The day I reached the final chapters, I sat sprawled on the grass, hunched over the pages, unable to believe what I was reading. When I was done, I snapped the book shut and marched from my spot on the campus lawn to the Hoya's office in our student center. I planted myself in front of Sarah.
"You didn't tell me," I accused, brandishing the book.
"What? I didn't tell you what?" she asked, too innocently.
"That it was all connected." I opened a page to show Sarah what I meant. "Look—SIRIUS. Sirius! He's mentioned in the first book, in the very first chapter of the very first book, and now he's all over this book and I never noticed he was mentioned right in the beginning of book one! She has a master plan; it's all connected!"
Sarah started to snicker. "Told you."
"And—and, Harry—and his father, and his Patronus — how sad was that? And now Wormtail's off back to Voldemort and J. K. Rowl­ing just let it happen, and that's not how books end!" I exclaimed, ignoring my sniggering comrades. "It's all one big huge story and I have to read these all again now!"
"You have no idea," Sarah teased, laughing at my hysterics. "You have absolutely no idea of the extent." She drummed her hands on the tabletop. "Lunch, when you're done. You tell me when you re done; I can't wait to talk to you about it."
It took two weeks, thanks to schoolwork, for me to gobble up Harry Potter and the Goblet of Fire. I sat on my bed, a quarter of a mile away from my Gothic Conventions in Media class, battling the need to go to school against the need to finish my real reading.

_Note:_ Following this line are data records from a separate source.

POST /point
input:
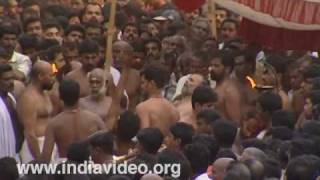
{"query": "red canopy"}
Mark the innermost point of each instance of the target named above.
(279, 24)
(189, 5)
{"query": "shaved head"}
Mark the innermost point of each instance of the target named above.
(220, 167)
(43, 74)
(123, 45)
(40, 67)
(253, 153)
(96, 80)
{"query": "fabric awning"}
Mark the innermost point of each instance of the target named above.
(280, 24)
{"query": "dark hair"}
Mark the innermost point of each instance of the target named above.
(69, 46)
(69, 91)
(156, 74)
(168, 156)
(100, 40)
(52, 52)
(301, 146)
(198, 156)
(131, 24)
(303, 167)
(51, 24)
(210, 143)
(88, 46)
(282, 133)
(77, 28)
(312, 72)
(46, 44)
(202, 95)
(150, 139)
(78, 152)
(182, 131)
(315, 97)
(29, 21)
(155, 41)
(28, 41)
(278, 62)
(57, 10)
(127, 126)
(103, 140)
(202, 56)
(311, 128)
(91, 4)
(225, 133)
(283, 118)
(254, 142)
(63, 21)
(237, 170)
(9, 29)
(208, 115)
(270, 102)
(27, 3)
(230, 20)
(225, 56)
(8, 169)
(4, 68)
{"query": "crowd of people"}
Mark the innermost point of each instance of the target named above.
(221, 107)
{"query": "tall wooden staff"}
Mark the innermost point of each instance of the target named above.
(109, 39)
(212, 17)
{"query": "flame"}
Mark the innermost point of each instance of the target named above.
(252, 82)
(54, 68)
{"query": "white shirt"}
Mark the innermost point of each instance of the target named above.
(115, 75)
(21, 63)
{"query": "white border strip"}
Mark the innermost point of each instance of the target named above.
(263, 18)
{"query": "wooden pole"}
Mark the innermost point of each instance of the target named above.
(212, 17)
(109, 38)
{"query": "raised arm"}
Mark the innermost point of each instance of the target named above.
(48, 143)
(233, 105)
(27, 112)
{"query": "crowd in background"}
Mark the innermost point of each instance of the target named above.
(221, 107)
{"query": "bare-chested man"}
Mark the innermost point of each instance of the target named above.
(244, 67)
(123, 57)
(89, 58)
(34, 109)
(229, 97)
(71, 125)
(156, 111)
(183, 101)
(97, 102)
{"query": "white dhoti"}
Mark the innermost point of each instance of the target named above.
(7, 136)
(25, 153)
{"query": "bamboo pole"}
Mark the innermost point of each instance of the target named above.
(109, 38)
(212, 17)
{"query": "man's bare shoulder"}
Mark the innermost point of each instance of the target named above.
(231, 87)
(90, 116)
(29, 94)
(73, 74)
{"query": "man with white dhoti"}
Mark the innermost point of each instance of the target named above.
(35, 109)
(10, 131)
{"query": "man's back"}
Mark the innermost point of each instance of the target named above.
(71, 126)
(159, 113)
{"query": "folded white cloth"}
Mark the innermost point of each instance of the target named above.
(25, 153)
(7, 136)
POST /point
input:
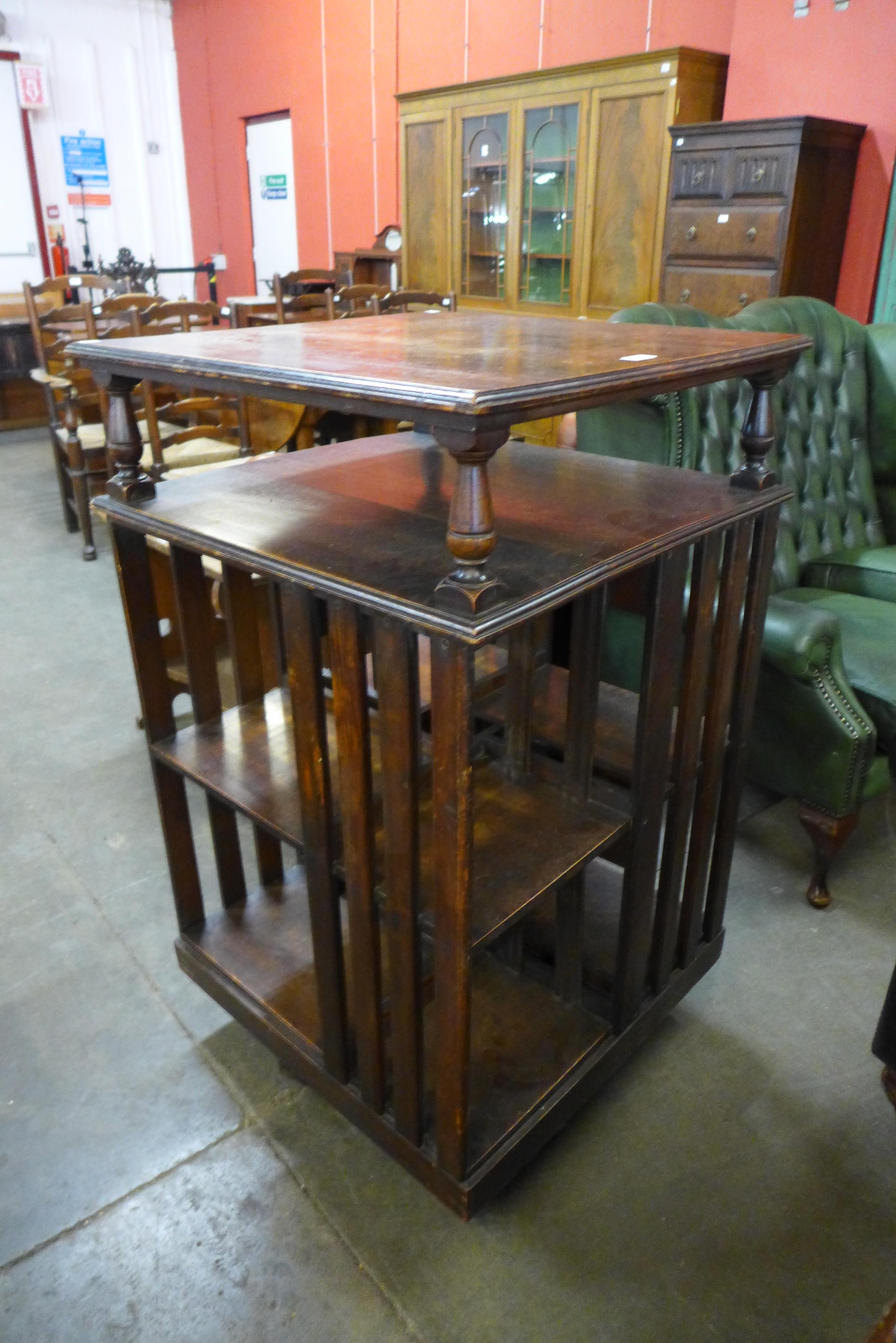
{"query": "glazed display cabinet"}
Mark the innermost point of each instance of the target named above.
(546, 194)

Harry, in book four, was locked in a showdown with Voldemort. He'd just watched a friend die and had been forced to help bring Voldemort back to full power. Fate and circumstance had intervened, and Voldemort's wand began emitting shadows of all his past victims. Smoky figures in the likeness of Harry's parents and the just-killed Cedric Diggory issued forth, offering whispered help and pleas.
"Harry…" whispered the figure of Cedric, "take my body back, will you? Take my body back to my parents…"

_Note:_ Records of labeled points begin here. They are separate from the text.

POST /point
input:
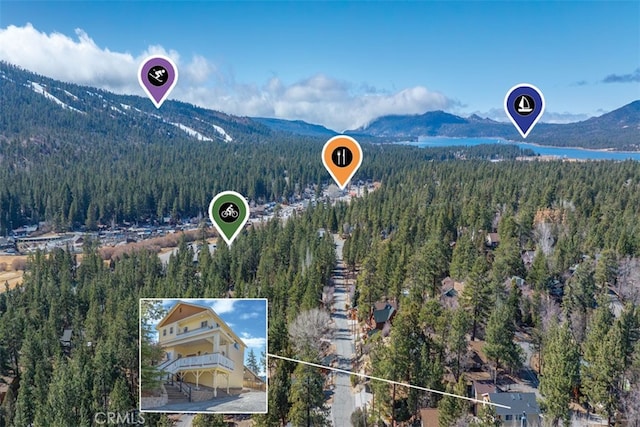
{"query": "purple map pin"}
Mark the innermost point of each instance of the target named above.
(524, 104)
(158, 75)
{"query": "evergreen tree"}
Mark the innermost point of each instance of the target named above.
(476, 295)
(561, 373)
(500, 340)
(252, 362)
(307, 398)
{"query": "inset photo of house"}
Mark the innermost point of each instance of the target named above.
(203, 355)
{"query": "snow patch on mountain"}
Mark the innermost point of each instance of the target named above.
(192, 132)
(69, 94)
(38, 88)
(224, 135)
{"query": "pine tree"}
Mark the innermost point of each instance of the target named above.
(251, 362)
(601, 368)
(561, 372)
(307, 398)
(452, 408)
(476, 295)
(500, 343)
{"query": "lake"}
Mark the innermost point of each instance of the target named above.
(543, 150)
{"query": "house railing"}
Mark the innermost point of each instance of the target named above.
(182, 386)
(200, 329)
(204, 361)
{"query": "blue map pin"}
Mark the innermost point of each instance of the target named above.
(524, 104)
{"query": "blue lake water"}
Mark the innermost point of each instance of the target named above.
(560, 152)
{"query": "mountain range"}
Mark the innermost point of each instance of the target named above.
(618, 129)
(84, 106)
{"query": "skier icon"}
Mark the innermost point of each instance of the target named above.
(158, 75)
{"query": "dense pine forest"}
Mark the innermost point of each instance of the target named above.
(428, 220)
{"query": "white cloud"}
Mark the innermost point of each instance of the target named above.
(499, 115)
(320, 99)
(254, 342)
(252, 315)
(224, 305)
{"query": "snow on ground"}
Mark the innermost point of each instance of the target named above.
(39, 89)
(75, 98)
(224, 135)
(4, 76)
(192, 132)
(222, 132)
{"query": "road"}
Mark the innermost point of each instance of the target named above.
(527, 374)
(343, 399)
(244, 403)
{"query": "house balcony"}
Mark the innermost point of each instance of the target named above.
(203, 362)
(180, 335)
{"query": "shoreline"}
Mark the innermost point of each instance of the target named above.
(500, 140)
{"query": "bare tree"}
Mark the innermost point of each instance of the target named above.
(628, 282)
(543, 233)
(310, 329)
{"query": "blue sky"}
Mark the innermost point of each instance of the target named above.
(246, 317)
(342, 64)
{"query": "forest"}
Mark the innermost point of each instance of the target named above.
(427, 221)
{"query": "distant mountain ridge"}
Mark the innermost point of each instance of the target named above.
(48, 104)
(618, 129)
(295, 126)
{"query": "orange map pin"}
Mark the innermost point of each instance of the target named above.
(342, 156)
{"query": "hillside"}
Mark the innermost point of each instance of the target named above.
(618, 129)
(46, 105)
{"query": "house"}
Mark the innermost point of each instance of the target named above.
(522, 405)
(381, 314)
(201, 349)
(480, 390)
(493, 240)
(451, 291)
(483, 388)
(527, 258)
(253, 380)
(429, 417)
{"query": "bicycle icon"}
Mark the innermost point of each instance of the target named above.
(229, 212)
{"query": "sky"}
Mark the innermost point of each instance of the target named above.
(246, 317)
(341, 64)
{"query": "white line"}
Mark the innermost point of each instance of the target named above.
(444, 393)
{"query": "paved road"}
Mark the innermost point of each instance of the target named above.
(343, 400)
(245, 403)
(527, 373)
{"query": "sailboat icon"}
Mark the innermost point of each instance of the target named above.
(524, 106)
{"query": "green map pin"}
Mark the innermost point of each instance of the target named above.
(229, 212)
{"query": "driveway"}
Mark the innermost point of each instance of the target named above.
(343, 399)
(244, 403)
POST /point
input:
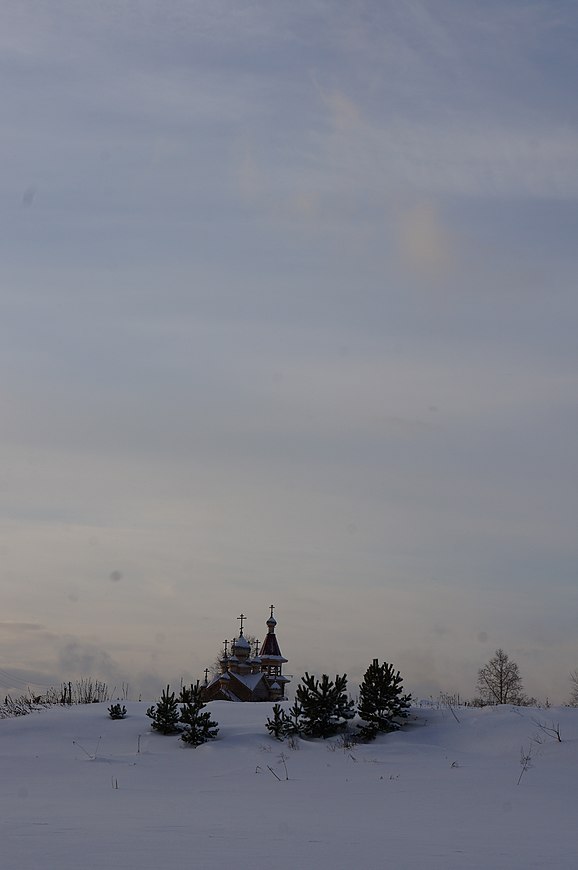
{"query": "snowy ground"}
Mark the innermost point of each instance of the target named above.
(76, 794)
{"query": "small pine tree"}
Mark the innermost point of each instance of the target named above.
(165, 714)
(381, 700)
(199, 727)
(116, 711)
(323, 705)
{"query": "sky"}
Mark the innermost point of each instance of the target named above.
(288, 316)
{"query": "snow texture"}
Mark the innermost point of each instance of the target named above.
(76, 792)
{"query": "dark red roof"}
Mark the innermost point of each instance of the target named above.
(270, 646)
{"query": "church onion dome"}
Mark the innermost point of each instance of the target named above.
(270, 649)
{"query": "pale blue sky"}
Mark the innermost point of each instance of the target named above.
(288, 314)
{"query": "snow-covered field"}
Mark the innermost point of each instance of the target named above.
(77, 794)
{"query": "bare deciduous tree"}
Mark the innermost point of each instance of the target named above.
(499, 681)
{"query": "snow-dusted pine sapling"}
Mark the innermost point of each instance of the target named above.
(117, 711)
(381, 700)
(323, 705)
(165, 714)
(276, 726)
(199, 727)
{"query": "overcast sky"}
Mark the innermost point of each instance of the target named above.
(288, 315)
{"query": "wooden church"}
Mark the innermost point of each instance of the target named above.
(249, 675)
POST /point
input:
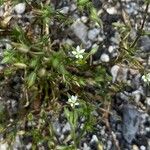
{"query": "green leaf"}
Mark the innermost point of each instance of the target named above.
(20, 65)
(82, 2)
(31, 79)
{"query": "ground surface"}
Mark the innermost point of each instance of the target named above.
(122, 115)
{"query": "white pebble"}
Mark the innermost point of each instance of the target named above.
(20, 8)
(114, 72)
(105, 58)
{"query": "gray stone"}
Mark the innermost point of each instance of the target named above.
(130, 124)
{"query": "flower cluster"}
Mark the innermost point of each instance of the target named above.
(146, 78)
(78, 53)
(72, 101)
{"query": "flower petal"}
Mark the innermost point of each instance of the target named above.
(80, 56)
(76, 104)
(78, 48)
(82, 51)
(74, 52)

"I will," said Harry, his face screwed up with the effort of holding the wand.
I could barely see the pages. Poor little Harry—severely out­matched, broken and alone, was finally starting to understand the enormity of evil in the world, and his role in fighting it.
Screw class. I marched into the newsroom and grabbed Sarah by the shoulders.
"I finished," I said, my eyes still glistening from the read.
She beamed and dropped her page proof on the table. "Let's go."
We walked to Darnall Hall, a campus cafeteria. On the way I didn't say anything: If I started I wouldn't stop, and I didn't want to have to stop talking to get our food and get settled. But once we were all set up, I launched right into it.
"What is up with that gleam in Dumbledore's eye?" I asked, refer­ring to the way that the headmaster had looked triumphant at the end of book four while being told the story of Voldemort's return.
"It doesn't mean he's evil," said Sarah, as if J. K. Rowling had told her this herself. "I think it means there's something about the way he came back to life that will be Voldemort's undoing."
I quickly appreciated how intricate the story was, even outside my own current understanding, for Sarah kept coming up with sce­narios and theories that only time to ponder could have produced. It seemed as though the more you thought about the series, the more complicated it became, and though my head started to spin while we sat there over our cafeteria food, I couldn't wait to dive back into it and start making those discoveries myself.